D’var Torah: Torah teaches types of peace | Wisconsin Jewish Chronicle

D’var Torah: Torah teaches types of peace

   Several weeks ago I studied in Israel at the Shalom Hartman Institute; and I heard the sirens as rockets were fired at cities throughout the country.

   Each time a siren sounded, we quickly searched for shelter. I heard this siren four times during the week I was in Israel. Each time I was lucky enough to be inside a building with a shelter.

   And yet each time I walked outside, I learned to take a thorough look around me with each step, determining where I would run if the siren went off. I calculated that I would leave the street, head for the building ahead, or behind a wall close by or inside a nearby store or restaurant.

   We could hear the bang of a missile intercepting the rocket. And after emerging from the shelter, we would look into the sky for evidence.

   We would smell the explosives and see the streaks of smoke where the Israeli missiles had intercepted the rocket. I had a sense of just how powerful the Iron Dome system of defense is that protects the people of Israel.

   I began to imagine the Israel Defense Force soldiers on guard throughout the day and night, watching for a rocket and pouncing into action.

   Several times I imagined I heard the start of a siren. And the sound of a car backfiring reminded me of the bang of the rocket blasted from the sky.

   I had just a taste of the tense, uncertain time in Israel today. Others, who live there, do not have the opportunity that I did to leave and take a physical break from the intensity of war.

 
Types of peace

   It is in our nature as Jews to pray for peace. We imagine peace every time we say our daily prayers.

   And yet, it could occur to a person that we each have our own narrative of peace. We may be praying for peace, but peace does not look the same to each person.

   We pray for a type of utopian peace in prayers such as Shalom Rav: “Grant lasting peace unto Israel Thy people…Blessed are You, O Lord, who blessed Thy people Israel with peace.”

   We pray for a transformed world of peace for our people, a perfect peace where we will no longer suffer war. These prayers promote a sense of wholeness, an aspirational hope that causes us immense comfort every day.

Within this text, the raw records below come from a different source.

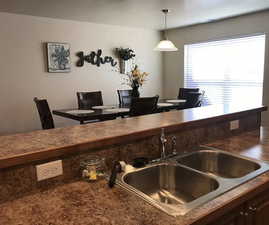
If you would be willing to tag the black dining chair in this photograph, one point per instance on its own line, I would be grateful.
(193, 99)
(44, 113)
(125, 97)
(88, 99)
(183, 92)
(143, 106)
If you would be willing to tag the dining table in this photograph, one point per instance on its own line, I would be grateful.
(108, 112)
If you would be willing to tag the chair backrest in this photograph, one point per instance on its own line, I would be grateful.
(88, 99)
(143, 106)
(125, 97)
(182, 94)
(44, 113)
(193, 100)
(201, 99)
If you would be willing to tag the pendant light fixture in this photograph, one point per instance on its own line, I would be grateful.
(165, 45)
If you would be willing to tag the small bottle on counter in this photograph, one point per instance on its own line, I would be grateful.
(93, 168)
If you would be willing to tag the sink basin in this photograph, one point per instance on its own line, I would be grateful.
(171, 184)
(219, 163)
(182, 183)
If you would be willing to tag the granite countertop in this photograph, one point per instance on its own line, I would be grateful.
(40, 145)
(81, 203)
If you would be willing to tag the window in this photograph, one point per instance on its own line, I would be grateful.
(229, 71)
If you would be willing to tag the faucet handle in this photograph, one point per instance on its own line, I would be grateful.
(162, 138)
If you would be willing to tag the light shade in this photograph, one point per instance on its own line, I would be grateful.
(166, 46)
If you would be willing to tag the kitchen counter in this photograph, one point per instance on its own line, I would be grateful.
(84, 203)
(41, 145)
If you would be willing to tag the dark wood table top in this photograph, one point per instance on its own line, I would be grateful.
(106, 114)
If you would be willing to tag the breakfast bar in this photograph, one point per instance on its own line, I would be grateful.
(67, 199)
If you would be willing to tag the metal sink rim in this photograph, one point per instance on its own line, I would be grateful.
(225, 184)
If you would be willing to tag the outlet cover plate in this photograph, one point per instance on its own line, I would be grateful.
(234, 124)
(49, 170)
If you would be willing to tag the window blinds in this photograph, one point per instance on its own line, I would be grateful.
(229, 71)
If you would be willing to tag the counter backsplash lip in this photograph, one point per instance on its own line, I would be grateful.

   In our Torah we read about an imperial peace that comes from victory over another people. We read:

   “When you approach a town to attack it, you shall offer it terms of peace. If it responds peaceably and lets you in, all the people present there shall serve you at forced labor. And if it does not surrender to you, but would join battle with you, you shall lay siege to it.” These are the verses of Deuteronomy 20:10-18 from the Torah portion Shoftim, which we will read on the Sabbath of Aug. 30.

   Torah also teaches us about a peace of justice, peace that comes when we, who have been wronged, are able to make things right for us again.

   On the Sabbath of Aug. 2 in the Torah portion Dvarim (Deuteronomy 1:1-3:22), we will read: “‘Let me pass through your country. I will keep strictly to the highway, turning off neither to the right nor to the left’… But King Sihon of Heshbon refused to let us pass through…And the Lord said to me ‘… Begin the occupation; take possession of his land’” (2:27-31).

   We understand this narrative of peace to be one of trying, at the start, to coexist, and realizing that it is simply not possible. For our own survival, our own sense of peace, we must take control of the land.

   Our tradition teaches of one more peace, a realistic peace. It is a peace of those who are tattered and worn, old and tired and who are finally granted a return to Jerusalem.

   The prophet, Zechariah says: “There shall yet be old men and women… each with staff in hand because of their great age… Though it will seem impossible to the remnant of this people in those days, shall it also be impossible to Me? I will rescue My people from the lands of the east and from the lands of the west, and I will bring them home to dwell in Jerusalem” (Zechariah 8:1-9).

   This vision of peace might seem impossible to us, but it can become a reality — a peace of a shared society, of people living peacefully in Jerusalem at last.

   It may be messy. It may be difficult. But I pray that it is possible.

   As I write this, the action continues in Gaza. We hope for a speedy and safe return of our soldiers and families.

   We hope that this very moment brings us the opportunity for the beginning of new relationships and a new start to real peace. May it be so.

   I thank Rabbi Donniel Hartman, president of the Shalom Hartman Institute, for teaching me these texts.

   Andrea Steinberger is the rabbi at the Hillel at the University of Wisconsin-Madison, located in The Barbara Hochberg Center for Jewish Student Life.